28 Kasım 2024 Perşembe

Zemheri Ayazında Kış Güneşi















Mevsimlerden kış
Odamın hali perişan
Bir köşede gülüşün
Özlüyorum seni bilesin. 

Oylum oylum nar renginde gamzeler, 
Ne zaman zaman söneceğini bilmediğim 
Gecelerimi yakan ateş böcekleri gibi gözlerin 
Öylece duruyor tutunduğu yerde. 

Kocaman bir boşluk 
Hiç görülmemiş bir suskunluk var dudaklarında. 

Ne olduğunu bilmediğim
Öyle bir çığlık var ki içimde
Isırganlar göveriyor
Göğsümün duvarında
Acılar içindeyim
Her tarafım kanıyor
Neden,
Neden durduramıyorum.

Susma;
Susma ne olur
Sürüp giden rüyalarımı süsler hala gülüşün
Derin bir yaz rüyası gibi.

Eski defterler arasında
Kuru papatyalar gibi duruyor
Sana yazdığım tüm şiirler.

Baharı bekliyorum
Çığlık çığlığa, yağmur yağmur
Bir umut var içinde hala
Yaz güneşi gibisin
Zemheri ayazında
Kış güneşinde
Kış güneşinde...


17 Kasım 2024 Pazar

Fısıltılar Şehri





Kasım'ın son haftası 
Derin güz rüzgarlarından 
Ilık bir öpüş tadı bırakıyor 
Sabah dudaklarıma. 

İnce yağmurlar düşmeye başladı 
Ayak izlerimin gömüldüğü sokaklarda 
Yapraklarını yitirmiş yarısına kadar ağaçlar. 

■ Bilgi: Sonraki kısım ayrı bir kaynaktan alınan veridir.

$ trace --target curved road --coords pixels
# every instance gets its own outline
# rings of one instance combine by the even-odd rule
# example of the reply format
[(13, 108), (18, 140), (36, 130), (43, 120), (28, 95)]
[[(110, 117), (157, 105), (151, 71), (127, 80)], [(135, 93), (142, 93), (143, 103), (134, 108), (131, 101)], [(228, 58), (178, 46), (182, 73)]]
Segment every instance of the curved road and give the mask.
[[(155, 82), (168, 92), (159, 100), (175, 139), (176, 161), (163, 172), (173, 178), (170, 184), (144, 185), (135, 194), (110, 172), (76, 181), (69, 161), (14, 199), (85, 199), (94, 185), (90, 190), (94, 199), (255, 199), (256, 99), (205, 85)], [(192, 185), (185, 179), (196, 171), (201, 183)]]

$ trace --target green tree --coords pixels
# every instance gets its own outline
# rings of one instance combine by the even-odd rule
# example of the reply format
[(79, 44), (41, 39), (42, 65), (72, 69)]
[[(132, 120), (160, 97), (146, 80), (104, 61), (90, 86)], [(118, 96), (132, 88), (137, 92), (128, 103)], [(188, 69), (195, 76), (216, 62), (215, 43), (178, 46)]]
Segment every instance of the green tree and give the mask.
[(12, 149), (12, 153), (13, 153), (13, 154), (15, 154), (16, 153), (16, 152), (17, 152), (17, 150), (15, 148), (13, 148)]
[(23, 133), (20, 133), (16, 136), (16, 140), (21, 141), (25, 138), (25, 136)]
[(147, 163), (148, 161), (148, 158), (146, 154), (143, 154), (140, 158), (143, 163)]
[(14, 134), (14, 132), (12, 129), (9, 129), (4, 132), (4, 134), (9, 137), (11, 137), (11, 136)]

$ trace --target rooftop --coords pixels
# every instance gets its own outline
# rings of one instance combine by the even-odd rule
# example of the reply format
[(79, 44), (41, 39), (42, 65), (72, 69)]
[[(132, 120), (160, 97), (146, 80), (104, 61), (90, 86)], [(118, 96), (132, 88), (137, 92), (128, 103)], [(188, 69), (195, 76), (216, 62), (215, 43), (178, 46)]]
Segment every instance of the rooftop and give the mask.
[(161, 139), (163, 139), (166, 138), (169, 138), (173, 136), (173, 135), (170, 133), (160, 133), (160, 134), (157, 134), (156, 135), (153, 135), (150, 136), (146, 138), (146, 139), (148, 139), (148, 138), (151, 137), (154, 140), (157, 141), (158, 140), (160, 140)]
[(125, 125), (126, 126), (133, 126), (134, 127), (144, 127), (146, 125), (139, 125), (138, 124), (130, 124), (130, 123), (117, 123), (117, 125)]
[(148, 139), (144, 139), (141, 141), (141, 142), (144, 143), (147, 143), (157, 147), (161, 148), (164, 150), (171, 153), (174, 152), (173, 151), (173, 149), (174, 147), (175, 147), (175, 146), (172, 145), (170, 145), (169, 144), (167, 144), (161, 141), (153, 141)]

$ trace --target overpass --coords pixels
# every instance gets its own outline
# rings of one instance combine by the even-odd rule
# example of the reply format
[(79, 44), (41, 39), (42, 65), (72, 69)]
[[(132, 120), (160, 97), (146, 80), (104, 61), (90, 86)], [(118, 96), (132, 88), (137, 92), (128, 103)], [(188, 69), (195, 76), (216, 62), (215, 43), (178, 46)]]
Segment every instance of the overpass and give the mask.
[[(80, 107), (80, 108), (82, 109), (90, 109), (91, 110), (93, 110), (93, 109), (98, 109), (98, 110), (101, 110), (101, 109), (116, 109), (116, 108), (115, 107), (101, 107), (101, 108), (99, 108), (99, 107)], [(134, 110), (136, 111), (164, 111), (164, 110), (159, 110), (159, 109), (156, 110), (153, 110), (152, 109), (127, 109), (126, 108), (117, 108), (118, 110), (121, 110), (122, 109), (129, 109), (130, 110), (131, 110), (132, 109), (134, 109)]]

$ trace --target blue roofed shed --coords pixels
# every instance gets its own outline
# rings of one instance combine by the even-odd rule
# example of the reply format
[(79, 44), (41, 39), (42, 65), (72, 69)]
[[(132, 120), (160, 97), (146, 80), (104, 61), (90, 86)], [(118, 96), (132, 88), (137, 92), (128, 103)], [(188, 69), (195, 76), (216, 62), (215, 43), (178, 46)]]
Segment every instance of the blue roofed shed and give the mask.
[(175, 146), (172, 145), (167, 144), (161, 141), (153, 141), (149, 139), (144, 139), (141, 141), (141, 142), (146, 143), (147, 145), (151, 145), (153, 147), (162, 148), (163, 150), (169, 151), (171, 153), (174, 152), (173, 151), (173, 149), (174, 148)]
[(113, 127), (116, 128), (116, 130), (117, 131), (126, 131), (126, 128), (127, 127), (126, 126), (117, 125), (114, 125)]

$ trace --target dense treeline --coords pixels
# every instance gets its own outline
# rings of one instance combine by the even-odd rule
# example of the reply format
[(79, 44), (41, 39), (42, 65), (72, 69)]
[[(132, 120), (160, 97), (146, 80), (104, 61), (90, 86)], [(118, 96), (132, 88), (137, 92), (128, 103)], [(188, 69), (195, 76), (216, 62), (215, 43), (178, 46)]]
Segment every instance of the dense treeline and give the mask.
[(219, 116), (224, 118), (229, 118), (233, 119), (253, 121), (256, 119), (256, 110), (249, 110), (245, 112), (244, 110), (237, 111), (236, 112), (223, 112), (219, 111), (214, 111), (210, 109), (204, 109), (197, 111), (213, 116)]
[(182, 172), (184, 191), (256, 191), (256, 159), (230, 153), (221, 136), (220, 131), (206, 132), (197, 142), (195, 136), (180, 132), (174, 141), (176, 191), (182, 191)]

Mavinin hangi tonunu sevsem 
Binlerce bulut çöküyor üstüme 
Sarhoş geceler başlıyor, 
Günbatımı söylencelerine. 

Bir yürek vurmakta gönül kıyıma hesapsızca
Taşlandıkça taşıyor içimin okyanusu,
Kuşları kayıp
Sabahçı kahveleri kapalı,
Gecenin içinden gelen
Fırtınalar yaratmakta sessizliklerden
Kalabalıklar içinde kaybolmuş sanki
Fısıltılar şehri.

Ortada bir gizem var
Bir şeyler oluyor
Nedir ta ötelerden çağıran beni.

Nereye vurur gider yüreğim
Avuçlarımı kırmızılaştıran telaşlı bir valiz
Gidiş yoluna çıkan kırık dökük kapılardan
Takılı kalırım herhangi bir istasyonda.

Alevli bir mayın tarlası gibi
Kırıldığı yerden kopuyor yüreğim
Özlem mi, hasret mi, çaresizlik mi desem
Nereye ulaşacağım bilmiyorum.

Yaş aldıkça içime çekiliyor
Çöken göğüs kafesimde kalbim
İflah olmaz bir ömür
Günler, aylar, yılları unuttum
Savurdum şiirlerimi rüzgara
Gitme zamanı geldi
Gitmeliyim şimdi
Fısıltılar şehrinden
Fısıltılar şehrinden...

14 Kasım 2024 Perşembe

Unutulmuş Anılarla bir kez Daha





Ateşi çalınmış bir cehennem yüreğim 
Susturup dindiremiyorum içimin uğultularını 
Unutulmuş bir evi, 
Bahçenin yaşlı çınarına dayadım sırtımı, 
Gövdemin yorgunluğunu 
Anılarım yanımda bir kez daha yalnızım, 
Çelikten bir pencerenin gölgesine sığınmış yorgun bir yüz 
Solgun ve bir bir geri dönüşü olmayan anılar, 
Sabahı ardında saklayan 
Mor, yeşil çizgili unutulmuş perdeler gelir aklıma. 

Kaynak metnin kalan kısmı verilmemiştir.